The mechanism matters. Few-shot examples don’t “teach” the model anything — weights don’t update. What they do is shift the probability distribution of the next token by providing in-context evidence of what the desired output looks like. This is why the quality and relevance of your examples matter far more than the raw count.

Claude 3 Sonnet and Haiku handle few-shot prompts well, but Claude 3.5 Sonnet and Claude 3 Opus are particularly good at generalizing from even 1-2 high-quality examples. The flip side: they’re also better at following zero-shot instructions precisely, which is why the “just add examples” reflex is often wrong with newer models.

Token Cost of Few-Shot on Claude

Before going further, here’s the practical cost reality. Using Claude 3.5 Haiku (currently $0.80/MTok input, $4/MTok output), a three-shot prompt with ~300 tokens of examples adds roughly $0.00024 per call. At 10,000 calls/day, that’s $2.40/day, $876/year — just for the examples. On Sonnet 3.5 at $3/MTok input, the same examples cost $0.0009 per call, or ~$3,285/year at that volume. Not existential, but worth measuring against actual quality gains.

When Few-Shot Prompting Genuinely Helps

There are four categories where examples produce measurable improvement over zero-shot:

1. Custom Output Formats the Model Hasn’t Seen

If you need output in a proprietary schema — say, a specific JSON structure with unusual field names, a custom markdown dialect, or a company-specific report template — zero-shot often produces structurally correct but semantically wrong output. The model knows JSON; it doesn’t know your JSON.

In my testing on structured data extraction tasks (pulling fields from unstructured B2B emails into a CRM schema), three well-chosen examples reduced format errors from ~18% to ~3% on Claude 3 Haiku. Zero-shot with a detailed schema description got it to ~9%. Few-shot won decisively here.

This aligns with the broader challenge of reducing hallucinations in production — examples anchor the model to a known-correct output shape, which reduces the surface area for drift.

2. Tone and Style Calibration

Describing a tone in words (“professional but casual, avoid corporate jargon”) is ambiguous — Claude will interpret that differently than you intend. Showing three examples of your actual brand voice removes the ambiguity. For content pipelines where consistency matters at scale, this is the strongest use case for few-shot.

3. Classification with Non-Standard Labels or Edge Cases

Standard sentiment analysis? Zero-shot is fine. A custom support ticket triage with categories like “billing-dispute-latent-churn-risk” vs. “billing-dispute-resolved”? You need examples to demonstrate where the decision boundary lives. Even 2-3 edge case examples can shift accuracy meaningfully on ambiguous classes.

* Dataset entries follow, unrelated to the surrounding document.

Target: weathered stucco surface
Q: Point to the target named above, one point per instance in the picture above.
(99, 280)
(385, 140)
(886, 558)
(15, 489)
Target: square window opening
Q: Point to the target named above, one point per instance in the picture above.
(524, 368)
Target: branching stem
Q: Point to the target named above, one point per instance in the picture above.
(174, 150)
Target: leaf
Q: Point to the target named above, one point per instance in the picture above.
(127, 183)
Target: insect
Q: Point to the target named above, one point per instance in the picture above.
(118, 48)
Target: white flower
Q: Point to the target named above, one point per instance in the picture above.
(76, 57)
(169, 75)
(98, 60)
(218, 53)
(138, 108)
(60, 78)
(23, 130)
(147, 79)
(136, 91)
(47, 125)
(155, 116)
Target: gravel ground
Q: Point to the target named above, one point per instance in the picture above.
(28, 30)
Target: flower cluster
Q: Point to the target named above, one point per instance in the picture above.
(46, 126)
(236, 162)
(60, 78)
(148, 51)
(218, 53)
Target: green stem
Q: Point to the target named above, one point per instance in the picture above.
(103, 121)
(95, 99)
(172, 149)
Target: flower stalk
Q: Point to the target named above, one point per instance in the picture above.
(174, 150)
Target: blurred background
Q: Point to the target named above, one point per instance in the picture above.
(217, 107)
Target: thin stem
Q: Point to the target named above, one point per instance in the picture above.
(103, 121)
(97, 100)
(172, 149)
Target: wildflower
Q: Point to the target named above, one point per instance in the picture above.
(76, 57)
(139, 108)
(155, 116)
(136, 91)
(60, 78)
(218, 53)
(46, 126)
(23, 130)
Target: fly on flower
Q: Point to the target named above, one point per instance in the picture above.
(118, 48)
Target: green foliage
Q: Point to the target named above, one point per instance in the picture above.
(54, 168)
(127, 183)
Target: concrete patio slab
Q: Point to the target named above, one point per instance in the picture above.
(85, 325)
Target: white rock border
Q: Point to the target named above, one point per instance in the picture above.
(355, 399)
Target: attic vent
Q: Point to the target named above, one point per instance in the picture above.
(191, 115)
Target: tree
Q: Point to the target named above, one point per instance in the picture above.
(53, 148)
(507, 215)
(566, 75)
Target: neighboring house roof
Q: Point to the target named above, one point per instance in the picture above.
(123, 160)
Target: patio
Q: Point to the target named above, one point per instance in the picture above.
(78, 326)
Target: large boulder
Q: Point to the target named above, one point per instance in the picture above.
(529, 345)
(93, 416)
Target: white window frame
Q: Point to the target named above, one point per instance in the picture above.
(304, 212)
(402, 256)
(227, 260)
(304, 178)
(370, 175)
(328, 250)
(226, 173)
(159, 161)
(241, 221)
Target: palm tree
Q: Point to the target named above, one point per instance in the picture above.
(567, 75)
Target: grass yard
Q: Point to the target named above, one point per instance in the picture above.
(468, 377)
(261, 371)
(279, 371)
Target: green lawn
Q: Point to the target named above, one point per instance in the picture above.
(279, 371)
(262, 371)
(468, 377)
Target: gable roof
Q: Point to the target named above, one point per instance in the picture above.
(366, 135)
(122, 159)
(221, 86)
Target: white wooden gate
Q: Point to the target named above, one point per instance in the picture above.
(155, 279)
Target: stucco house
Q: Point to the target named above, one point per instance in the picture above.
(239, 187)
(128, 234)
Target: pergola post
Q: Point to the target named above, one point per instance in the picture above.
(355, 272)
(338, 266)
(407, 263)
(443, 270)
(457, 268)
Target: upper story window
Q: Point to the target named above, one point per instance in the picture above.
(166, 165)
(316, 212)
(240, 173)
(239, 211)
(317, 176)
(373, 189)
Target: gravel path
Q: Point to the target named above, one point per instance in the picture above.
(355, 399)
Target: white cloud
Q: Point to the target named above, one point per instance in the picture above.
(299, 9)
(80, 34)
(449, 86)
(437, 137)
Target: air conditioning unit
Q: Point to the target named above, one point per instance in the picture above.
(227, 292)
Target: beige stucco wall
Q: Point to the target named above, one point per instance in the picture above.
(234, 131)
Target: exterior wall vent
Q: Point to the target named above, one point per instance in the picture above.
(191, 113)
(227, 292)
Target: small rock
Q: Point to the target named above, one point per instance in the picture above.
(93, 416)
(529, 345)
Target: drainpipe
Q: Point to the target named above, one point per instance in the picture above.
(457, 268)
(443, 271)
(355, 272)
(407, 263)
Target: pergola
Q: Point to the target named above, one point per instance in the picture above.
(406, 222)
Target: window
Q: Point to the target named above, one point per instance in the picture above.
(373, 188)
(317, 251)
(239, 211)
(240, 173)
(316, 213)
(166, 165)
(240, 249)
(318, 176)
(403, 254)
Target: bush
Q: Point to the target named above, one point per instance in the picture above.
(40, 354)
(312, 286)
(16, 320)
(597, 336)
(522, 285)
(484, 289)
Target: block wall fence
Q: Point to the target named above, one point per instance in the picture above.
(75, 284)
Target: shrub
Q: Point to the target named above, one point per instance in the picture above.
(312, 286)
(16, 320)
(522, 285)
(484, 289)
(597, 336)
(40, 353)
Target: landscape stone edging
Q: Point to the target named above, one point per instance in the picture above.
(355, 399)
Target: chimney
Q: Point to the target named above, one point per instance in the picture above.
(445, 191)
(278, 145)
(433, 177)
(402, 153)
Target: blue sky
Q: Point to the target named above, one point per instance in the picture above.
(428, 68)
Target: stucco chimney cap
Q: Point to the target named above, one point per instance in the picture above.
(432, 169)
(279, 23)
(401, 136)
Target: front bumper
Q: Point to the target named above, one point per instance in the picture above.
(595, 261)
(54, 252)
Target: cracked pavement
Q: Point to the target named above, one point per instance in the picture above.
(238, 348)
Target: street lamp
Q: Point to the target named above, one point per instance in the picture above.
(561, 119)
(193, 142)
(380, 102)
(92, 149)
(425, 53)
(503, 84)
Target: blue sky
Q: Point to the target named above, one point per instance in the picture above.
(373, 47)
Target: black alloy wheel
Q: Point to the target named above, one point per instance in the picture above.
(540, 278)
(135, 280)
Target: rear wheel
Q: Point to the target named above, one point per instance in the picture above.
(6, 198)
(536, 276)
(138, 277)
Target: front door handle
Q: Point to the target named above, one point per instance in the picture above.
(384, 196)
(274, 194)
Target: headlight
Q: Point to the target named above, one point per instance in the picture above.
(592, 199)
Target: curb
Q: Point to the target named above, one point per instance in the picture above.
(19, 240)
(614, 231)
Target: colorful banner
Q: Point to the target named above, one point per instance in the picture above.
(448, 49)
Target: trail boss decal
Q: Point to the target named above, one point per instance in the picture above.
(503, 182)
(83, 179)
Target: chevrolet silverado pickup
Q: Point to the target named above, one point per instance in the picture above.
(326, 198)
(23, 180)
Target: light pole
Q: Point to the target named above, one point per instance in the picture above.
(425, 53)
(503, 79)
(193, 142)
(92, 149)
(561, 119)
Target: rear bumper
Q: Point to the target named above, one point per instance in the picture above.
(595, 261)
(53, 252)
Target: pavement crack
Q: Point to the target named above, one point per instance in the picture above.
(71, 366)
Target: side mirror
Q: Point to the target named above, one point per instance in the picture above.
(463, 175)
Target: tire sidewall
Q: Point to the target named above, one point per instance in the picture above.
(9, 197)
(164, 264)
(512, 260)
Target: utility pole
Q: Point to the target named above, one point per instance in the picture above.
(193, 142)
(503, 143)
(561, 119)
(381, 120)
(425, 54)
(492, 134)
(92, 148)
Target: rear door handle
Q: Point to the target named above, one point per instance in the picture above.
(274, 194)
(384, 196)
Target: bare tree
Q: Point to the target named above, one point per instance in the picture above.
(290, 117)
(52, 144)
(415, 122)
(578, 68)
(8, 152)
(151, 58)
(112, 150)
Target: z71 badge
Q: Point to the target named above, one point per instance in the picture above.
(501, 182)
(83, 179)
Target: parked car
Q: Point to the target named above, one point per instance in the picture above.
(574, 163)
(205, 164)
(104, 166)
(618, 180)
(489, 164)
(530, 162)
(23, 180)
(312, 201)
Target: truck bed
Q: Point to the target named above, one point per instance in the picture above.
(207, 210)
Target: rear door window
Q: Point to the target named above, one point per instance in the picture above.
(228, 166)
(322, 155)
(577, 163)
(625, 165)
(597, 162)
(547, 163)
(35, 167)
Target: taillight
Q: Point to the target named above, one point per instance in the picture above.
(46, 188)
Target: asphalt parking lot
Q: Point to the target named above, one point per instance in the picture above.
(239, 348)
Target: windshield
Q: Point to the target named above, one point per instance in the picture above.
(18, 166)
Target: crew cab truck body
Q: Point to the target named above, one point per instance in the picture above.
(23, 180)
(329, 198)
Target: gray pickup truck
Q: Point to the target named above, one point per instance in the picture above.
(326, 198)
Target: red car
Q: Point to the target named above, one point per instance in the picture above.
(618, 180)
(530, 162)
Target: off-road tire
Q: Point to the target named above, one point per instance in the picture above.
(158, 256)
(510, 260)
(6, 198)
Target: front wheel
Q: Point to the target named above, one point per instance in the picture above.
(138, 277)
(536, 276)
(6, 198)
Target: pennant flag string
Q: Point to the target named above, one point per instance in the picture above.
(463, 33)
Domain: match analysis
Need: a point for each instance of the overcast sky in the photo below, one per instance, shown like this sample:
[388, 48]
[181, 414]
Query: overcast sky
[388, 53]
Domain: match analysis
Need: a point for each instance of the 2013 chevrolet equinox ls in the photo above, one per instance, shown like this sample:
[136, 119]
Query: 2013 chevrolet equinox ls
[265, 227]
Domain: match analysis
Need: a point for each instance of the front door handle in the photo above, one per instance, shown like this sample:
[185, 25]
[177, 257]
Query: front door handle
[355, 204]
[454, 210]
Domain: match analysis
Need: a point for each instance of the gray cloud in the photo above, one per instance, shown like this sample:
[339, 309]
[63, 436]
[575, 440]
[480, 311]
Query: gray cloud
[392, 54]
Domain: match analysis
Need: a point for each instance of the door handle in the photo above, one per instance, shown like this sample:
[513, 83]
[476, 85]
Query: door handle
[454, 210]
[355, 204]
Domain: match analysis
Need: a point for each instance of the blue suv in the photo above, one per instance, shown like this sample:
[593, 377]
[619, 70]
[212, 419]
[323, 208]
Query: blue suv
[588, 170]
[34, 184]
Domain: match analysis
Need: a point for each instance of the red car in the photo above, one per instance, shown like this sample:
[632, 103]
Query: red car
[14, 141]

4. Complex Reasoning with Domain-Specific Constraints

Tasks involving legal, financial, or scientific reasoning that require domain-specific heuristics benefit from examples that demonstrate the reasoning chain, not just the output. This is related to chain-of-thought prompting but distinct — you’re showing what the right answer looks like, not just how to think. For more on combining these techniques, the comparison of chain-of-thought vs role prompting vs constitutional AI is worth reading.

When Zero-Shot Outperforms (or Ties) Few-Shot

This is the part most tutorials skip, which is why it’s worth spending time on.

Well-Defined Tasks Claude Already Knows Well

Summarization, translation, basic code explanation, grammar correction — Claude 3.5 Sonnet handles these with precise zero-shot instructions. Adding examples often doesn’t move accuracy but does add tokens and occasionally introduces anchoring bias (the model mimics the format of your example even when a better format exists for the specific input).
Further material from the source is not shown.